Once uploaded users would need to be able to add notes to specific lines of the document and summary text.
I went through several iterations of an initial model design. As the project progressed, the database design was changed and expanded.
Moving from sketches to code, I tracked each workable chunk of progress in it’s own issue attached to the GitHub repository. These issues were grouped in larger milestones based on major user stories.
Lessons learned
In developing Cogently, I learned some tough lessons and tried new approaches to development.
Writing better code
My development goals for Cogently focused on writing better code than in my previous projects, specifically employing Haml and isolating Bootstrap from my code.
On the recommendation of my mentor, I employed a pair of gems (haml/haml and indirect/haml-rails) to convert my views from embedded ruby (erb) files to haml. With strict whitespace and indentation rules, Haml makes code in views much easier to read while discouraging lazy code formatting.
While researching Bootstrap best practices I encountered several articles about Bootstrap maintainability and extending existing classes in Sass. Here’s an abbreviated reading list:
- Please stop embedding Bootstrap classes in your HTML!
- Using Sass To Semantically @extend Bootstrap
- The Extend Concept
The objective was to create code that could easily replace Bootstrap with a ground-up CSS rewrite or different CSS library without requiring a messy rewrite of all views or risky find-all and replace operation. I accomplished this by writing views that used extensions of Boostrap classes instead of writing those classes directly into my code.
Parsing limitations
Example document uploaded to Cogently.
Granular PDF parsing is a bit beyond the skillset of a junior web developer, although some useful gems and libraries exist to make it easier. One big challenge was finding a way to extract images embedded in PDFs in a way that Rails could store them. Since that was beyond the scope of my prototype’s goals, I decided to focus on extracting only the PDF text, which is a comparatively simpler process.
One way to improve this aspect of Cogently in the furture would be to replace the Paragraph model that represents a specific line in a PDF with a Page model. This would:
- Allow user’s to see the document in it’s original formatting instead of the text-only view Cogently currently shows.

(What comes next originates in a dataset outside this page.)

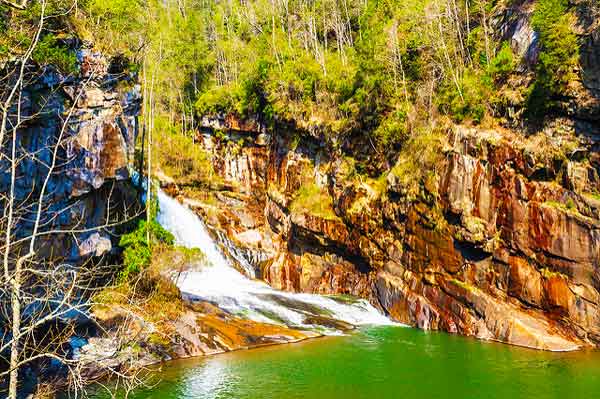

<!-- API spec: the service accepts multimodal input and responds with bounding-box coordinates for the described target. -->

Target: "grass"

- Still allow user notes to be attached to specific sections of the document.
- Improve users’ experience with reading and annotating their documents.
More to come
Though I have a protoype deployed to Heroku that is fully functioning, development isn’t finished for Cogently. Learning from the challenges I faced has helped me chart further progress for Cogently.
Some ideas I’m hoping to execute in the near future:
- Allow user’s to upload and annotate more files types - office documents, images, archives, and media files.
- Replacing the Paragraph model with a Page model as explained above.
- Allow users to download a generated PDF summary of a document and a annotated version of the document with user notes as footnotes.
- Integrate file sharing services such as Google Drive, Box and Dropbox for better integration with user’s existing team-shared files.